Tool Schema Best Practices
Tool schemas are the primary signal Claude uses for tool selection. Name, description, and parameter descriptions matter more than implementation.
| Rule | Details |
|---|---|
| Clear tool names | Use verb_noun format: search_documents, create_ticket |
| Describe every parameter | Claude cannot see defaults — describe what happens if omitted |
| Constrain with enums | Use enum arrays for parameters with known valid values |
| Mark required fields | Always explicitly list required parameters in the schema |
| Avoid deep nesting | Flat schemas are easier for Claude to fill correctly |
| Anti-Pattern | Why It Fails |
|---|---|
| Generic tool names (do_action, process) | Claude cannot distinguish between similarly vague tools |
| Missing parameter descriptions | Claude guesses wrong values or skips optional params |
| Too many tools (>15-20) | Tool selection accuracy drops — consolidate or use routing |
| Overlapping tool purposes | Claude picks randomly between similar tools |
MCP Architecture
MCP follows a client-server architecture. Servers expose three capability types:
| Capability | Purpose | Example |
|---|---|---|
| Tools | Executable actions | search_database, send_email |
| Resources | Read-only data access | file://docs/readme.md, db://users/123 |
| Prompts | Reusable prompt templates | code_review, summarize_document |
Transports: stdio for local processes (default), HTTP+SSE for remote servers.
Tool Error Handling
Never throw unhandled exceptions from tools. Return structured errors with is_error: true so Claude can reason about the failure and attempt recovery.

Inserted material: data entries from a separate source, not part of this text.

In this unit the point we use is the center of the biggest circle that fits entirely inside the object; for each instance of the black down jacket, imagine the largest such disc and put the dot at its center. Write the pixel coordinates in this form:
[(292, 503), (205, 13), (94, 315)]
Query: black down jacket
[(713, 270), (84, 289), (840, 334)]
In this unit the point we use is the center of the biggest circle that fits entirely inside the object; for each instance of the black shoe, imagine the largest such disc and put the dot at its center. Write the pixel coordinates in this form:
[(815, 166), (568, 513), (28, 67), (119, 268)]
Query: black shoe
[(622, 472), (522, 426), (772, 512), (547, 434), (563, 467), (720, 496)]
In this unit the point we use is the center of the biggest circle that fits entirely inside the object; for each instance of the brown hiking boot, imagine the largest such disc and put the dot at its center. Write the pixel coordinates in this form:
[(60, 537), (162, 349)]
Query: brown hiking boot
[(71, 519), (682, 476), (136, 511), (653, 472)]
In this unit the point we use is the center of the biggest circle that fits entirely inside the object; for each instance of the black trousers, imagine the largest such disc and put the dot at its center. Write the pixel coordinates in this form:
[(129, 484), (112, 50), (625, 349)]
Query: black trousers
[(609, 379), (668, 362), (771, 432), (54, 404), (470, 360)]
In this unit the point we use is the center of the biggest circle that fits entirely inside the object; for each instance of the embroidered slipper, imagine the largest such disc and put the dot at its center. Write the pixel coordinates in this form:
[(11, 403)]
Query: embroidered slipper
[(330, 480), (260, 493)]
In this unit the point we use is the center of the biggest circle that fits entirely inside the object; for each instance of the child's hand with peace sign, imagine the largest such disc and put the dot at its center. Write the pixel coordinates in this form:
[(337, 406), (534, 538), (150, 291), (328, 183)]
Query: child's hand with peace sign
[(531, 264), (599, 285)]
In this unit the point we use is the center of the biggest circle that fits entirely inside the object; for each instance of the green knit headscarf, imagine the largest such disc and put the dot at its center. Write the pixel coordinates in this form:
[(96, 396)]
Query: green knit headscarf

Include actionable context: what failed, why, and what the user or Claude could try differently.
Tool Selection Strategy
When Claude has many tools available, selection accuracy depends on: (1) distinctness of tool names and descriptions, (2) system prompt guidance about when to use which tool, and (3) keeping the total tool count manageable.
Key rule: If you have more than 15-20 tools, consider routing to specialized agents with smaller tool sets.